The victim's brother told Reuters neither police nor government officials had sought the permission of the family to perform the funerary rite for the victim in her native village in Uttar Pradesh state at about 2 a.m. (0730 GMT) on Wednesday.

"We begged the authorities and police that we wanted to perform the funerary rite in the morning, but they did not listen to us and the rite was performed by them," he said.

"We were put behind the barricades they formed using the police force. We could not even see the face of our dead sister."

Praveen Kumar Laxar, a district magistrate, denied that the cremation had taken place without the family's permission: “With their consent only was she cremated. Her family members were present there.

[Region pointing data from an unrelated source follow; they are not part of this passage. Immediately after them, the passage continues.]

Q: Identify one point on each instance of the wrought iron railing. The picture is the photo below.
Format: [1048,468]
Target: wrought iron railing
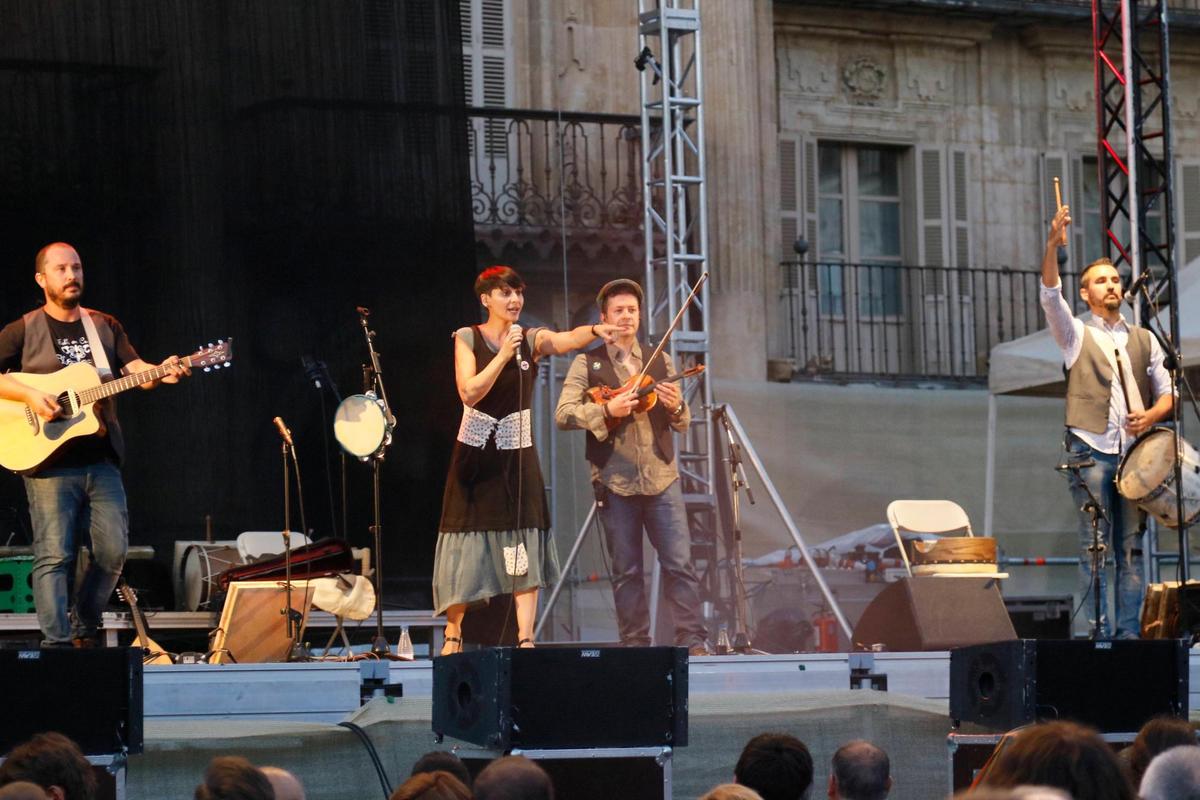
[901,320]
[549,170]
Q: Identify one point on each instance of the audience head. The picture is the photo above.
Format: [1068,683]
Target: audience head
[54,763]
[1156,737]
[1173,775]
[286,785]
[233,777]
[777,765]
[731,792]
[514,777]
[445,762]
[437,785]
[22,791]
[1066,756]
[861,771]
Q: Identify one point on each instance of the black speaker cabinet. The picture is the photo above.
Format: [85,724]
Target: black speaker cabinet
[1111,685]
[90,696]
[563,697]
[935,613]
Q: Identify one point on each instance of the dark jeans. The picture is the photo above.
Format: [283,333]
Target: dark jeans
[666,524]
[72,506]
[1121,539]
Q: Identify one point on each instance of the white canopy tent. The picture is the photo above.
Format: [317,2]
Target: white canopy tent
[1032,366]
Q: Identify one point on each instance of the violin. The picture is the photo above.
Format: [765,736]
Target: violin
[647,397]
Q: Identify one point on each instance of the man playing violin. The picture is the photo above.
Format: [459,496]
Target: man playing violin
[634,470]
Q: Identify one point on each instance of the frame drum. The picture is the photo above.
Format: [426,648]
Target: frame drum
[360,426]
[1146,476]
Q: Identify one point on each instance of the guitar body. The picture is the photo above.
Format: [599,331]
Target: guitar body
[29,439]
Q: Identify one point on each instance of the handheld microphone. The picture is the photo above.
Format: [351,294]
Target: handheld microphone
[1131,294]
[1071,465]
[283,431]
[516,354]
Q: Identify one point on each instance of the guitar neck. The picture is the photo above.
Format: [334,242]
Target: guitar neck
[127,382]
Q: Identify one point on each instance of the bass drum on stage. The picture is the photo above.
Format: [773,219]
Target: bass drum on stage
[201,571]
[361,426]
[1146,476]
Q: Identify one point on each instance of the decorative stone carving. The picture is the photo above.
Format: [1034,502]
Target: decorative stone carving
[864,80]
[807,67]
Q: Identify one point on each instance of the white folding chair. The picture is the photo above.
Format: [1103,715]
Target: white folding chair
[925,517]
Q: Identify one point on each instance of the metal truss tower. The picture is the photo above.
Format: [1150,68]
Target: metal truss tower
[676,230]
[1133,121]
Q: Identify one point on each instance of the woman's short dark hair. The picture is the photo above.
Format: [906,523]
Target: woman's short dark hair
[233,777]
[1066,756]
[51,759]
[495,277]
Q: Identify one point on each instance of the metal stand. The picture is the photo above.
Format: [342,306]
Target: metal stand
[737,482]
[379,643]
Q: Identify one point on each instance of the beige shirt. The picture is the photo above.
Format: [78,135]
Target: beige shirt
[635,467]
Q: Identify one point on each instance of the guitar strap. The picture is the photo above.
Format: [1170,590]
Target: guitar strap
[99,356]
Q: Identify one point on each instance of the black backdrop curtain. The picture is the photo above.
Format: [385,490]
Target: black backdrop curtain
[256,169]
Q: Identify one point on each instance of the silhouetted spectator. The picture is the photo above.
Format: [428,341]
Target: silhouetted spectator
[233,777]
[437,785]
[1062,755]
[445,762]
[54,763]
[286,785]
[1173,775]
[731,792]
[1156,737]
[23,791]
[861,771]
[777,765]
[514,777]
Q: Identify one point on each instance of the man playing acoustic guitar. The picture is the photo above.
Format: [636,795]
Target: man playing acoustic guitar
[78,495]
[634,471]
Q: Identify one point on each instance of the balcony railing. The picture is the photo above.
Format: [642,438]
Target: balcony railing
[901,320]
[547,170]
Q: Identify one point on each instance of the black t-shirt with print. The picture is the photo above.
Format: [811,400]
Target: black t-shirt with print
[71,346]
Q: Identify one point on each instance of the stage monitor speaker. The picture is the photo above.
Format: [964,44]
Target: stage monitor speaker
[935,613]
[1111,685]
[93,696]
[563,697]
[252,627]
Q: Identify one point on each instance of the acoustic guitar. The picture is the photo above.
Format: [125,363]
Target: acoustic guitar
[153,654]
[27,440]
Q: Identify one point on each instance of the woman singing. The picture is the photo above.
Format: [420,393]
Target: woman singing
[493,537]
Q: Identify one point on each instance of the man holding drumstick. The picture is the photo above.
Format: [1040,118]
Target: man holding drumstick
[1116,389]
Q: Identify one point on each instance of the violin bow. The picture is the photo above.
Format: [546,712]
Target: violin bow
[675,324]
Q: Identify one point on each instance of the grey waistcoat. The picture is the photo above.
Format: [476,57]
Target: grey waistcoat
[1090,380]
[39,356]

To make this allegation is absolutely wrong.”

The victim and her brother are not being identified due to laws against naming victims of sexual violence.

Police and government officials in the woman's home district did not respond to requests for comment.

The rape has caused outrage in India, where violence against women and those of lower castes is endemic. The victim's brother said the accused men were all members of an upper caste in the village.

Uttar Pradesh, which is ruled by Prime Minister Narendra Modi's Bharatiya Janata Party, ranks as the most unsafe state for women in the country.

Protesters in the Uttar Pradesh city of Hathras were met by police who charged them with batons, a witness said.

Angry protesters, many wearing masks to ward off the novel coronavirus, scuffled with police in New Delhi.

"I'm here to show the UP government, and people that are ignorant towards caste-based privilege and caste-based violence, that enough is enough," said 26-year-old Shambhavi, as she and dozens of protesters chanted anti-government slogans in the centre of the capital.

In Kolkata, protesters burned a big picture of Yogi Adityanath, the chief minister of Uttar Pradesh who is also a hardline Hindu priest.